Concluding her study of the work of church songwriters, nun Ignatia dwells on the personality of St. Joseph the Songwriter. This outstanding hymnographer left behind more than 220 canons for various church celebrations. “[Rev. Joseph the Songwriter] wrote each of his canons as a complete holistic work, accommodating the development of his idea about every saint or every event to which he dedicated his work within the framework of the song of the canon. The monk delved into the life circumstances of the saint, choosing a unique style, expression and image. Particular attention was paid to the penitential canons of Oktoech. Mon. Ignatia writes: “They have the spirit of active and unfallen repentance, which is planted by Saint Joseph from the experience of his life.

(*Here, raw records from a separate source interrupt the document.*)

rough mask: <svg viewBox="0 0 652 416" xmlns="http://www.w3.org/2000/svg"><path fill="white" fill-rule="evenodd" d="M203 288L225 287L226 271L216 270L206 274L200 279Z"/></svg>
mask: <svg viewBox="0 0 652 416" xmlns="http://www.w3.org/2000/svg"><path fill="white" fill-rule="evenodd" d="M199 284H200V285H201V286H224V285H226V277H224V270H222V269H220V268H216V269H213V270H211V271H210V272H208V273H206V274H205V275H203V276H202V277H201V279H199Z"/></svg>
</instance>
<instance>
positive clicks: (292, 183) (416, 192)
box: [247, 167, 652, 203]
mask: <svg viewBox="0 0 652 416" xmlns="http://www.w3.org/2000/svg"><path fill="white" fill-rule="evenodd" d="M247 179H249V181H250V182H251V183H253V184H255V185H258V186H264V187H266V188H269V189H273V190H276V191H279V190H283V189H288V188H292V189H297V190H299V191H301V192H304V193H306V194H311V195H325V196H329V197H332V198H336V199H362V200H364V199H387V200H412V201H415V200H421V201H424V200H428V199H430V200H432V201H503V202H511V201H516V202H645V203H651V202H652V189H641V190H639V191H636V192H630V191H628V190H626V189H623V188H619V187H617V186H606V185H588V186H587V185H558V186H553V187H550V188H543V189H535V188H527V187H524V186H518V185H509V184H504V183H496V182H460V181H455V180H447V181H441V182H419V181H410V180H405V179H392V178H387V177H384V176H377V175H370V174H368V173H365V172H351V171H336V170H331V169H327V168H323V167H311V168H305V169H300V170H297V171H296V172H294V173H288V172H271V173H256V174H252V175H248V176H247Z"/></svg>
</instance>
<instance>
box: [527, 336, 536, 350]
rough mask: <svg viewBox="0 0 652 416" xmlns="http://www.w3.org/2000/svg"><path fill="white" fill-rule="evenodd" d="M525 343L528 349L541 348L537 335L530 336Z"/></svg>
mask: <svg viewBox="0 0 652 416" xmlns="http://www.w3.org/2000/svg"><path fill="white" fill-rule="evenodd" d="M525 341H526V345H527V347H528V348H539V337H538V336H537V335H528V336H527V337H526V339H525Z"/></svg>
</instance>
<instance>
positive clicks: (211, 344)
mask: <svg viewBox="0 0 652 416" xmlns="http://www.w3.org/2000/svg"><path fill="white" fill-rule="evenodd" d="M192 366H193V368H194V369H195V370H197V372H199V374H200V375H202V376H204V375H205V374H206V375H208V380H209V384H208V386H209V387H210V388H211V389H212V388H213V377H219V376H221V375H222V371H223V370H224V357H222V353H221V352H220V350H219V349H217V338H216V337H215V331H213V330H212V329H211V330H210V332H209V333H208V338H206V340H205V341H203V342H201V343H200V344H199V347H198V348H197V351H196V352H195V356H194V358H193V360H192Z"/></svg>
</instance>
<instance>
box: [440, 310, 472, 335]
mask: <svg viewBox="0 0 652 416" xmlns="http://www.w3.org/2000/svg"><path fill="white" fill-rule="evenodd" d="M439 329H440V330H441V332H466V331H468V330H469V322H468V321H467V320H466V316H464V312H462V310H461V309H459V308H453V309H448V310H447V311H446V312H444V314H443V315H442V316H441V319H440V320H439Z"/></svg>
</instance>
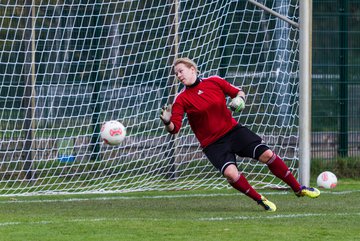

However, the same spirit of tenderness and active striving for God distinguishes all other works of the Monk Songwriter.

In addition, nun Ignatia is the author of a study on Russian hymnography, in particular of the Kievan period. In her article, she considers hymnographic works dedicated to the holy martyrs Boris and Gleb, the creations of St. Gregory of the Caves, the author of the canons to the holy prince Vladimir, the Monk Theodosius of the Caves, for the transfer of the relics of St. Nicholas and for the consecration of the Church of the Great Martyr George. Particular attention is paid to the "Confession of Faith" by Metropolitan Hilarion, which she describes as follows: "A genuine liturgical work and at the same time a wonderful example of ancient Russian speech." The researcher also pays attention to the works of Bishop John of Rostov, the service to the Rostov saints and the hymnography of St. Cyril of Turov. Speaking about the features of these services, nun Ignatia notes their poetry, prayerful spirit and dogmatic meaning. At the end of the study, she noted the significance of this period in the history of Russian hymnography, which influenced the future development of the songwriting tradition of the Russian Orthodox Church.

Coming into contact with the spiritual heritage of a person who has gone through the crucible of trials, but who has preserved the purity of faith, it is impossible not to notice her fiery love for worship and its compilers. The work of the nun Ignatia is not of a purely scientific nature, but is composed in the form of spiritual reflections. These spiritual experiences of liturgical texts begin to be perceived in a special way if their meaning is understood. Having understood this, having felt the life of every songwriter who left a piece of love for God in his creations, nun Ignatia wrote her works. The songwriters themselves at one time often lived in embarrassment and deprivation. Researcher of their works Mon. Ignatia (Puzik) experienced something similar and worthily became the successor of their work, having studied the style, the way of expressions, she composed new liturgical texts for the saints. In modern times, her works may be relevant for those who are interested in Orthodox worship. In her research, she introduces the reader to Byzantine and Russian hymnography, the history of Orthodox worship, and famous songwriters, shows their unique talent, as well as the fiery prayerful burning of the heart, which contributes to the creation of liturgical texts in which faith and love for the Lord are fully revealed. In particular, these spiritual reflections are called upon to help a person understand the meaning of prayers that support him in his life struggle with sin, teaching him to praise the Lord for all good deeds.